A decision reached by an adjudicator can be overturned in court, one reached by an arbitrator cannot – unless the claimant establishes that he is incompetent
Counsel who appeared on behalf of the claimants didn’t pull any punches in his criticisms of the arbitrator. His award was, he said, “confused and contradictory”, it “answered the wrong questions” and “was one big ambiguity from beginning to end”.
That’s what he told the High Court judge.
He wanted the arbitrator’s award set aside and the arbitrator removed from his post. And, if at the end of all those complaints someone had shouted from the back of the court “What do you think of the show so far?” The judge might have been tempted to shout back: “Rubbish”. Instead, of course, he put it far more politely, “I consider that the claimants’ criticisms of the award are wholly incorrect.”
The claimants were Mr and Mrs Duncan Sinclair. They live in Hertford. Their building work had not gone well. They deserve some sympathy. They decided to build a swimming pool, for which the contract sum was £307,334, not counting professional fees. “Extensive defects manifested themselves,” said the judge. They were put right at a cost of £225,000. Some pool – some defect! The claimants began an arbitration against the builder, Woods of Winchester. An arbitrator was duly appointed. He made an award in February, that left the claimants even more down in the dumps. They didn’t like what the arbitrator decided. But why should that lead to an attack on the arbitrator?
Let me explain things in slightly wider terms. Arbitration, unlike adjudication is binding forever. An arbitrator’s award is cast in stone. Serious stuff. And, if the arbitrator has accepted an argument in law that is wrong, or accepted as good evidence evidence that is poor, well that’s too bad. Trying to get an appeal up and running on the basis that the arbitrator has chosen wrong arguments and accepted half-baked explanations of the law or duff evidence is hopeless. So, it is not at all surprising if the disappointed party begins to explore other ways of trying to have the award set aside.
It is this bit that is controversial; some begin an attack on the conduct of the arbitrator.

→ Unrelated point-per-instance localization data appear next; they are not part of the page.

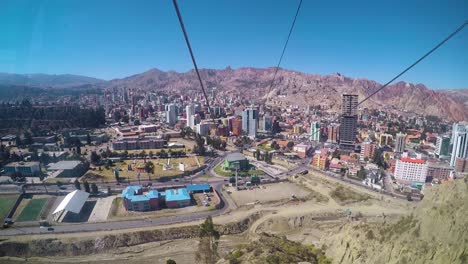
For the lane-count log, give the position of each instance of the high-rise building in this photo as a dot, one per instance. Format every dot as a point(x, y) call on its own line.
point(237, 127)
point(385, 139)
point(348, 124)
point(400, 142)
point(171, 114)
point(442, 146)
point(250, 121)
point(297, 129)
point(190, 112)
point(367, 149)
point(266, 123)
point(459, 142)
point(315, 131)
point(333, 132)
point(410, 169)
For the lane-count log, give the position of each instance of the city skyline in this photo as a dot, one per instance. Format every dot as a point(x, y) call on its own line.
point(106, 42)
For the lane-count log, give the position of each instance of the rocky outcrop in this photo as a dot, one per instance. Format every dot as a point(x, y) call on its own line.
point(100, 244)
point(436, 232)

Let’s put the Sinclair case to one side for a moment and look at the tactics that are sometimes used by parties wishing to overturn an arbitrator’s decision. Some lay minefields and tank traps for the arbitrator on the voyage through the arbitration. A finger is pointed at a procedural error or oddity, another at the odd delay, another at the odd remark, another at the odd moment of inflexibility, tone or irritability. Missing from the chronology is the fact that the arbitrator has been teased, bullied or pushed to his wits’ end. Bullying really is a serious point. Do you see what is happening? Since it is almost impossible to appeal an arbitrator’s “wrong” decision, the arbitrator has to be shown up as an incompetent half-wit who is not to be trusted to take a binding decision.

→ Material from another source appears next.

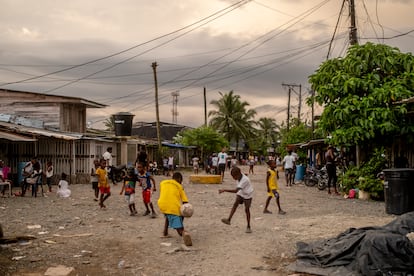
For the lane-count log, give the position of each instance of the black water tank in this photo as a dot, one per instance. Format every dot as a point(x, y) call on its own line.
point(123, 123)
point(399, 191)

Some lay minefields and tank traps for the arbitrator on the voyage through the arbitration. A finger is pointed at a procedural error or oddity
Okay, let’s get back to this Sinclair and Woods case. There were three heads to the complaint about the arbitrator: conduct prior to the hearing, at the hearing and the award. I won’t itemise the points but there were a lot.

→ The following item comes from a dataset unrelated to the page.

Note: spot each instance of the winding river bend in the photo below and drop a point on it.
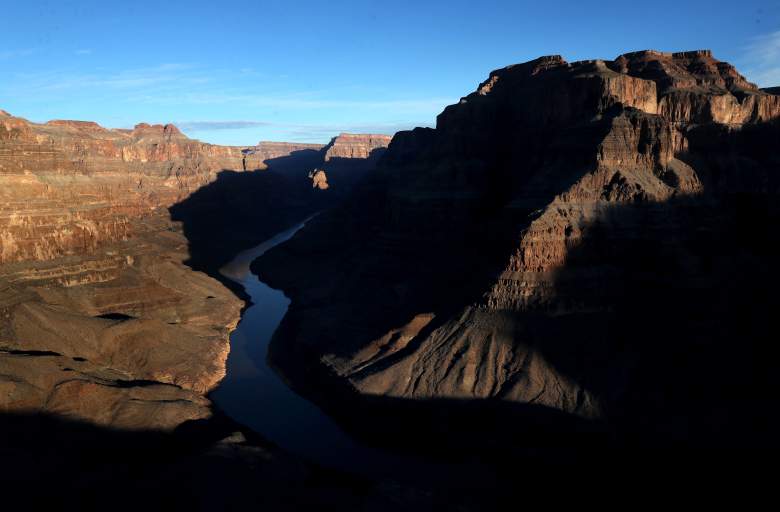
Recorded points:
(254, 395)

What counsel for the claimant was doing was to add up all these so-called irregularities into a supermarket trolly load. Snag was, the judge, picked them off one by one: the complaints were “risible”, “hopeless”, “not even arguable”, “grotesquely unfair to the arbitrator”; in short, “no legitimate criticism can be made of the award”. The judge concluded, “I generally
regard the criticisms of the arbitrator as very unfair and the applications relying on those criticisms as misconceived.”
The trouble is that in times past some judges have not taken such a supportive line. Arbitrators have been removed, reputations ruined. Worse still, arbitrators read about all this and can easily become over-cautious. On the one hand they are encouraged to actively get on with the arbitration only to find that they face the thick end of a personal attack for conduct inconsistent with due process.
The system of bringing removal proceedings, as happened here, in the middle of an arbitration may easily cause arbitrators to spend time looking over their shoulder. It is a flaw in the 1996 Arbitration Act.